Reputation: 165
We are developing a Desktop Application (Windows Service) with C#. And we are trying to protect our intellectual property and this is why we decided to .Net Reactor
Initially, it looked like a powerful tool. When obfuscating I've selected all available options except of 'Native exe file'. (Necrobit, Anti ILDASM, Anti Tampering, Control Flow obfuscation, Obfuscation, String Encryption, Compress & Encrypt Resources)
I tried to use DotPeek to check the results and was happy with the results
But it turned out that there is a tool out there that can easily deobfuscates all assemblies (for apparent reasons I'm not going to mention what is it the tool). But I'm curious if anyone has faced similar type of problem. Does anyone know a reliable way to protect C# code that will be running on clients desktops/servers
**Please don't suggest to rewrite the app using C++
Upvotes: 3
Views: 7027
Reputation: 16167
In general, the cost of writing software is many orders of magnitude greater than paying for a license to use it. Similarly, it is expensive to maintain. Thus, in most cases, the value of the intellectual property is low compared to the operations cost. Thus, few, if any, users are going to be sophisticated enough and economically advantages enough to reverse-engineer your software for any purpose they might have.
Also, in general, if you hand out physical access to something, whether it’s a phone, a computer, or a compiled piece of software, you no longer have any expectation of security of whatever that is.
Therefore, I think your efforts are misguided. If there is a particularly valuable algorithm or approach, consider hosting on a server as an API, or pursing a patent. If you must distribute this special piece, secure strong non disclosure agreements with your clients. Make it economically risky for them to try to benefit from reverse-engineering.
Upvotes: 4
Reputation: 1633
Extract out an important part (or several - the more the better) of your program to run remotely on your servers - would mean the user would need to be connected to the internet to run your program. Don't just add a remote key check because a cracker will just NOP that out. Instead, run a non-trivial algorithm there.
Build a hardware dongle & distribute it with your software. Again, implement one or more key algorithms on the dongle rather than just a key check.
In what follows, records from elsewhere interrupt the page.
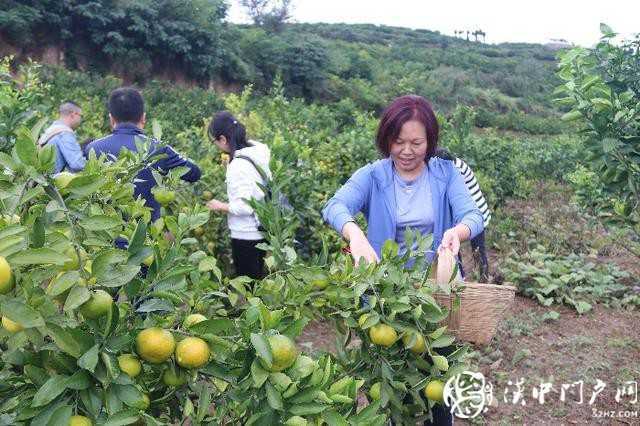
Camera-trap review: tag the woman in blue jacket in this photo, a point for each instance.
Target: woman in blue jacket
(409, 188)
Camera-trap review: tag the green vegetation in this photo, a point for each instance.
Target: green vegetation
(355, 66)
(85, 333)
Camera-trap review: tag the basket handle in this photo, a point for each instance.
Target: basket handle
(445, 266)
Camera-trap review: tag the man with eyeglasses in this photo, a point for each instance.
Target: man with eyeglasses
(61, 134)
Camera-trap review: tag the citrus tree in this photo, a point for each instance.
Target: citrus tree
(107, 319)
(602, 89)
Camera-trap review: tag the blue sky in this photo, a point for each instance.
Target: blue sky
(504, 21)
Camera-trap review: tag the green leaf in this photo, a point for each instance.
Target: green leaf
(130, 395)
(74, 342)
(334, 419)
(443, 342)
(280, 380)
(204, 401)
(26, 149)
(79, 381)
(16, 310)
(212, 326)
(440, 362)
(367, 414)
(86, 185)
(38, 233)
(61, 416)
(49, 391)
(571, 116)
(258, 374)
(137, 241)
(92, 401)
(273, 397)
(261, 345)
(389, 249)
(582, 307)
(606, 30)
(307, 409)
(89, 360)
(77, 296)
(438, 332)
(61, 284)
(100, 223)
(122, 418)
(38, 256)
After compiling, compress the resulting DLLs as an archive THEN encrypt it. You will then use assembler to write a hand-coded "loader" (which attempts to hide what it's doing). Note that the loader will need to include the decryption key somewhere, however there are things you can do to hide it better. The idea being to hide the fact that it's running on the .NET framework (will certainly beat all the off the shelf decryption tools). It won't however disuade crackers (who will see that the process in memory is .NET & will dump the process).